Immediate Response and Network Pause
THORChain validators detected anomalous activity shortly after the exploit began and voted to pause the network. The team confirmed the incident publicly within hours, stating that the vulnerability was in the GG20 implementation and that a fix was being deployed. The network remained paused for approximately 48 hours while nodes were updated to a patched version of the software.
Notably, the THORChain team had been aware of the GG20 vulnerability in theory but had not implemented mitigations at the protocol level. The attack exploited a known attack vector that had been discussed in cryptographic research papers since 2020.
What This Means for Cross-Chain DeFi
The exploit highlights a fundamental tension in cross-chain protocols: the need for speed and low fees versus the complexity of secure multi-party computation. THORChain’s design allows for native, non-custodial swaps between blockchains, but the reliance on threshold signatures introduces a single point of cryptographic failure if any node is compromised.
Security experts have noted that while the GG20 vulnerability is not new, its practical exploitation in a live, high-value network is a significant escalation. Other protocols using similar threshold signature schemes — including some implementations of ECDSA and BLS — may be at risk if they have not audited their specific implementations.
The attack also raises questions about node onboarding procedures. THORChain’s permissionless node model allows anyone to join the active set by staking RUNE, the network’s native token. While this aligns with the ethos of decentralization, it also means that malicious actors can enter with minimal friction, as demonstrated by the Dinosauruss node.
Recovery and Next Steps
THORChain has since resumed operations with the patched software. The team has stated that the stolen funds are not recoverable through protocol means, though they are working with law enforcement and blockchain analytics firms to trace the movement of assets. The attacker’s node has been removed from the active set, and the staked RUNE has been slashed as a penalty.

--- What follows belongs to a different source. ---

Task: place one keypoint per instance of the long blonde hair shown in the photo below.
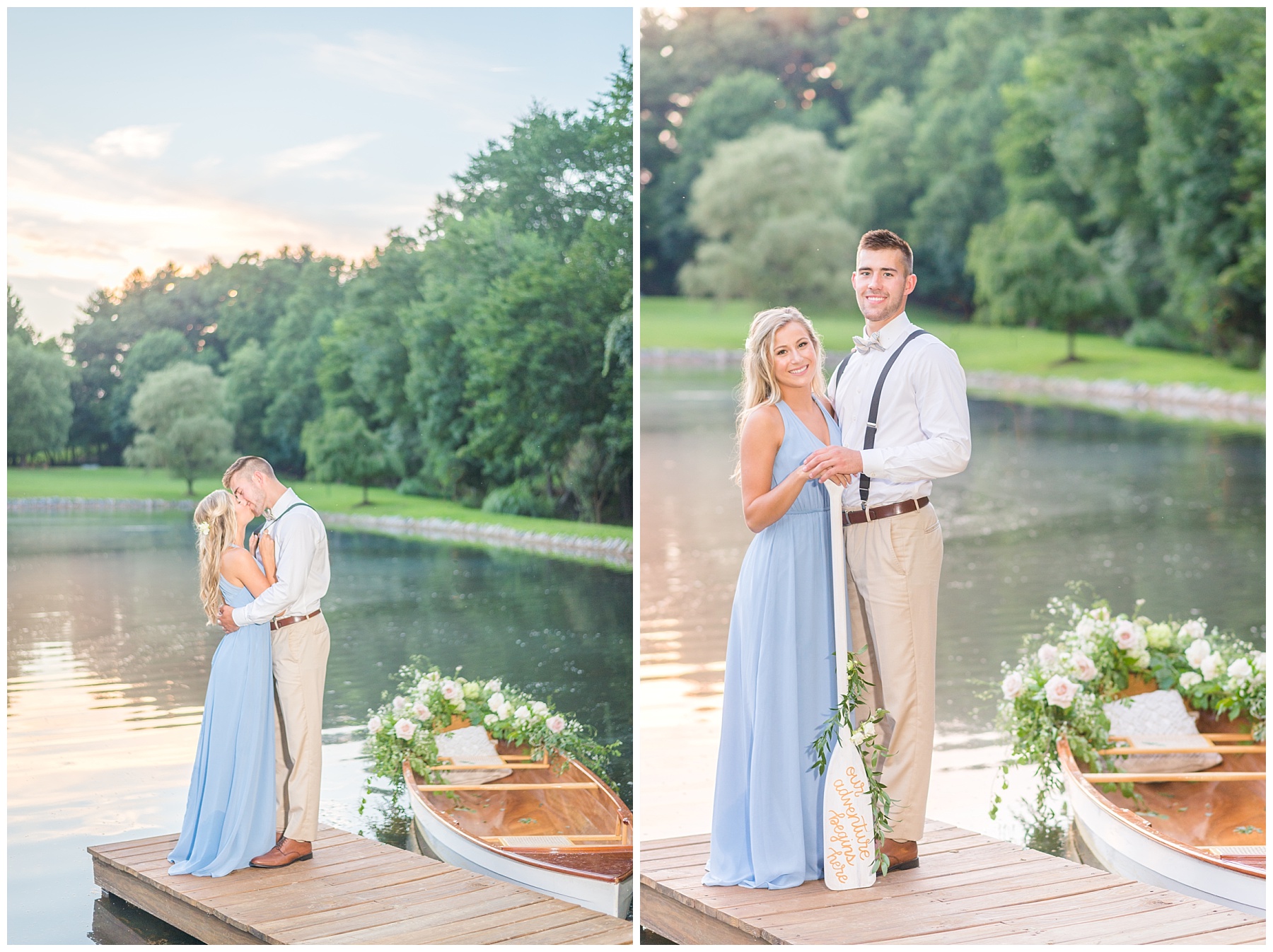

The incident has prompted renewed calls for formal verification of cryptographic implementations in DeFi protocols. Several other cross-chain projects have announced internal audits of their GG20 and related signing code in the wake of the exploit.
Conclusion
The THORChain exploit is a sobering reminder that even well-funded, audited protocols can fall victim to known cryptographic weaknesses if those weaknesses are not proactively addressed. For users, the event underscores the importance of understanding the security assumptions behind the DeFi protocols they use — and the risks of trusting permissionless node networks with significant value. The industry will be watching closely to see whether THORChain and others can close the gap between theoretical security and operational reality.
FAQs
Q1: What is the GG20 vulnerability?
The GG20 vulnerability is a flaw in a threshold signature scheme that allows a malicious participant in a multi-party computation to extract the group’s private key by manipulating the signing process. It was first documented in academic research in 2020.

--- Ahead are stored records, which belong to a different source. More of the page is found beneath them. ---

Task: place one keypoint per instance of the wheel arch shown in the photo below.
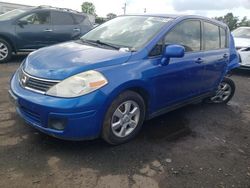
(137, 86)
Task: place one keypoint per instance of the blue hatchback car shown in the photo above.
(123, 72)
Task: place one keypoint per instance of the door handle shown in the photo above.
(199, 60)
(48, 30)
(76, 29)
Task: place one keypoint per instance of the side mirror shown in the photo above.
(172, 51)
(22, 22)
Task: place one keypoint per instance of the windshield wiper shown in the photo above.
(116, 47)
(106, 44)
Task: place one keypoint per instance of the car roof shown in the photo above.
(45, 7)
(180, 16)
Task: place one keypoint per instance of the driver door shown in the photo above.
(34, 30)
(182, 78)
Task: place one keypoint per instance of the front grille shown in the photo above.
(35, 84)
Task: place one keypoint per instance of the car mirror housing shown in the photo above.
(172, 51)
(22, 22)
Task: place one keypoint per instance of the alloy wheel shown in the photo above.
(3, 51)
(125, 119)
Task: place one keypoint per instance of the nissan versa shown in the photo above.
(123, 72)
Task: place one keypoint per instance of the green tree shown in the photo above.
(111, 16)
(88, 8)
(230, 20)
(99, 20)
(244, 22)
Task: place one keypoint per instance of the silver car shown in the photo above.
(242, 43)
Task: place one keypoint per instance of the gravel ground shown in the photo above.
(197, 146)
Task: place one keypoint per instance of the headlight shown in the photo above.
(78, 85)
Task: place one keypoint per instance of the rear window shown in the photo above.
(211, 36)
(62, 18)
(187, 34)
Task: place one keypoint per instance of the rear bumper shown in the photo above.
(243, 67)
(82, 116)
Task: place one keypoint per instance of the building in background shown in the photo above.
(5, 7)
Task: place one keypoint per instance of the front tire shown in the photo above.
(5, 51)
(124, 118)
(225, 92)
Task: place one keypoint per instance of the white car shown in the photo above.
(242, 43)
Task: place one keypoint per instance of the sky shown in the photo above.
(207, 8)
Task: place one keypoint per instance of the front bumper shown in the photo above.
(82, 116)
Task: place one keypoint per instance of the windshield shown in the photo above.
(11, 14)
(242, 33)
(127, 31)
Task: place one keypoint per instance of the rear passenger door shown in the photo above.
(64, 27)
(216, 54)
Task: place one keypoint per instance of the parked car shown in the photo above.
(125, 71)
(24, 30)
(242, 43)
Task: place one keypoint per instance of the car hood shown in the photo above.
(242, 42)
(63, 60)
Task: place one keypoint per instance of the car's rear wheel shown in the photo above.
(224, 93)
(124, 118)
(5, 51)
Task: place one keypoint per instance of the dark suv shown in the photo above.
(24, 30)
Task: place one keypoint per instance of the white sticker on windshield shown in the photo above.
(159, 19)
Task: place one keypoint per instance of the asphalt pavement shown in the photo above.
(202, 145)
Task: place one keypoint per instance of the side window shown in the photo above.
(223, 38)
(211, 36)
(62, 18)
(38, 18)
(187, 34)
(157, 50)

Q2: How much was stolen from THORChain?
Approximately $10.7 million in various crypto assets, including Bitcoin, Ether, and stablecoins, was drained from THORChain’s liquidity pools on May 15.
Q3: Was the vulnerability known before the attack?
Yes, the GG20 vulnerability was known in cryptographic research circles. However, THORChain had not implemented specific mitigations at the protocol level before the exploit occurred.